Shitty Movie Sundays: When Time Ran Out, or, The Poseidon Volcano

Irwin Allen had been producing motion pictures for over twenty years before he wandered into the disaster genre. He had a pair of genre-defining hits with The Poseidon Adventure and The Towering Inferno, but that was about all the water Allen could draw from that well before bringing up sludge. Next came The Swarm (dreadful), then Beyond the Poseidon Adventure (sickening), and finally When Time Ran Out. According to the internet, so it must be true, Paul Newman, star of When Time Ran Out, was once asked if he regretted making any film. He answered, “That volcano movie.”

Released in 1980, When Time Ran Out was written by Carl Foreman and Stirling Silliphant, from a novel by Gordon Thomas and Max Morgan Witts. It was directed by James Goldstone, and is indeed “That volcano movie.”

Paul Newman stars as Hank Anderson, an oil wildcatter looking to strike it rich on a fictional Hawaiian island. Irwin Allen always managed to purchase talent for his flicks, so alongside Newman is William Holden as Shelby Gilmore, owner of a new resort on the island. His business partner is Bob Spangler (James Franciscus), son of a local land baron, who has inherited practically the entire island. Jacqueline Bisset plays Kay Kirby, who is caught in a love triangle with Hank and Shelby. Meanwhile, Bob has been having an affair with Hawaiian native Iolani (Barbara Carrera), unbeknownst to his wife, Nikki (Veronica Hamel).

But wait, there’s more. What is a tropical resort without guests?

Burgess Meredith and Valentina Cortese play Rene and Rose Valdez, who, I shit you not, are retired trapeze artists. Red Buttons and Ernest Borgnine round out the cast as crooked banker Francis Fendly and New York City Police Detective Tom Conti, who is on the island to nab Fendly and take him back to New York to face justice. That’s a lot of backstory and side action for a single movie, but it’s needed. Because, When Time Ran Outdespite having a budget of $20 million, it appears little of that went towards the volcano on the island. You know, the thing around which the movie revolves.

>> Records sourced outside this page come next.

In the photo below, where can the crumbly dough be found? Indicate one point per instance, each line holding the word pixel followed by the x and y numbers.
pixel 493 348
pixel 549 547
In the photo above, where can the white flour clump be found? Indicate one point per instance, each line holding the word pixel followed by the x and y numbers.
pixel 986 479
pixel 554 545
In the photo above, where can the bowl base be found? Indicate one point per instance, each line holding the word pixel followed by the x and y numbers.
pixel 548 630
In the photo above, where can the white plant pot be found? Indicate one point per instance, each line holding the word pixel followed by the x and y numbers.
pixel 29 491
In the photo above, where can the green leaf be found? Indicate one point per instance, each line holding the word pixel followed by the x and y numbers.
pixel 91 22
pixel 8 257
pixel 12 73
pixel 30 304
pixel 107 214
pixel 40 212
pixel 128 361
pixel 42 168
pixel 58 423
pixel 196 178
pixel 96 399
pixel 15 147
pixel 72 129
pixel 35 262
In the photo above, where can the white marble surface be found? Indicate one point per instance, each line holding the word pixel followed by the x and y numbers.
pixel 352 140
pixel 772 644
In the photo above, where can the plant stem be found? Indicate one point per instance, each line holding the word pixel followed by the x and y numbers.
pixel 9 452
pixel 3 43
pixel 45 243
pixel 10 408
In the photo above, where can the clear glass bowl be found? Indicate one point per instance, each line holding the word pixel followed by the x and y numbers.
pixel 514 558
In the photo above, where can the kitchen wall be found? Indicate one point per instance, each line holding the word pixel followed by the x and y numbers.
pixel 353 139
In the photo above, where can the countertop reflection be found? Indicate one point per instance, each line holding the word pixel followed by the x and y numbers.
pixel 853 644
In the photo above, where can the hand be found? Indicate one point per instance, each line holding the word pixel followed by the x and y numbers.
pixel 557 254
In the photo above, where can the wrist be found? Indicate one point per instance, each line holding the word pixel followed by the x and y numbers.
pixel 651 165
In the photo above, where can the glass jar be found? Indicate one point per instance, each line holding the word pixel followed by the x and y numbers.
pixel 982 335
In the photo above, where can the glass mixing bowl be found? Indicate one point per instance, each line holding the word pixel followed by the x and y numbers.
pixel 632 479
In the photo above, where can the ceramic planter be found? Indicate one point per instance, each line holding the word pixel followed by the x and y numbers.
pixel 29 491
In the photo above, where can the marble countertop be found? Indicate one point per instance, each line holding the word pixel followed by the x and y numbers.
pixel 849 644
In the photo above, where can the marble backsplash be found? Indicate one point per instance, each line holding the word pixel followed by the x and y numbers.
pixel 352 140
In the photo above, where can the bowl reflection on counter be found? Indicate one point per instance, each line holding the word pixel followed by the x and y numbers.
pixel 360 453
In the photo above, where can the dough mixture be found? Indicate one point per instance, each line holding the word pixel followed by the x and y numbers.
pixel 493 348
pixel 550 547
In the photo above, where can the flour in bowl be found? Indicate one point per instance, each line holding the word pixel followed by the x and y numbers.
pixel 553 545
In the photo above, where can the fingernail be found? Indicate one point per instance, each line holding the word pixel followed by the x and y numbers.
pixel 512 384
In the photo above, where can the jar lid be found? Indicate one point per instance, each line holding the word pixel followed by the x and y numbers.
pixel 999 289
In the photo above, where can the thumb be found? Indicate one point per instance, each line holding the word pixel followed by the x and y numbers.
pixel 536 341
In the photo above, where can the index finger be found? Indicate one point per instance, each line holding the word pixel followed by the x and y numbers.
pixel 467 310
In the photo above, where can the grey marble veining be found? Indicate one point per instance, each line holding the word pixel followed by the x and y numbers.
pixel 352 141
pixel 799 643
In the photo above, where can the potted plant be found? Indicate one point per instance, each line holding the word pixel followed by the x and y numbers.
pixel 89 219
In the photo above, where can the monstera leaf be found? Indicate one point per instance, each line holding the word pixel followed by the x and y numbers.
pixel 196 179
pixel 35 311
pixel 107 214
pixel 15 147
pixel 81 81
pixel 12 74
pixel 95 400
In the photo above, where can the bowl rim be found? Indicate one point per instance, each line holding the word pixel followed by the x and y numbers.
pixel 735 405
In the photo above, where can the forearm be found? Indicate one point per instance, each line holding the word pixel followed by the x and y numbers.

The volcano has decided to erupt, threatening to send a stream of lava down the mountainside and straight into the resort. Hank is practically frantic at the prospect, but many of the other people at the resort don’t seem to be in any rush to flee. That’s understandable, because the thing looming out of their hotel room windows has about all the sophistication of a backdrop made for a junior high school play. It has the basic shape of a volcano, but it’s almost as if the modelers and effects team were working from memory when they put together the volcano, using no photographs for reference.

The effects in this movie are embarrassing. At no point do they approach believability. Normally, this would be a bad thing. But this is Shitty Movie Sundays, where laughably bad special effects are endearing, and not a fatal flaw for a film. Irwin Allen and company were really pushing it with this nonsense, however.

As noted above, Hank is alarmed at the increasingly perilous situation at the resort. It’s an isolated location, with no rescue possible before the following day. Hank is convinced that’s too long to wait, so he decides to lead a group to the other side of the island where it is safe, over the vociferous objections of Bob Spangler. If this sounds somewhat familiar, that’s because Allen used this exact same plot device in The Poseidon Adventure. The scenes where the hero breaks off from the main group follow so closely in their respective films that the dialog could be swapped and viewers might not notice. That amount of recycling is shameless.

What worked in The Poseidon Adventure doesn’t work here, however. The action in this film is plodding, with only trace amounts of the tension that made The Poseidon Adventure such an enjoyable watch.

When Time Ran Out is, as it turns out, a very apt title. The film is the last gasp of a filmmaker bereft of any more good ideas. Back in the 1970s and ’80s, this type of formulaic crap was only good for a couple of films before folks started going bankrupt. Meanwhile, this past week, The Fate of the Furious passed $1.5 billion in global box office. The lesson, I guess, is that if you’re going to put garbage to film, at least make it spectacular. When Time Ran Out is a far worse film than Alien: Resurrection.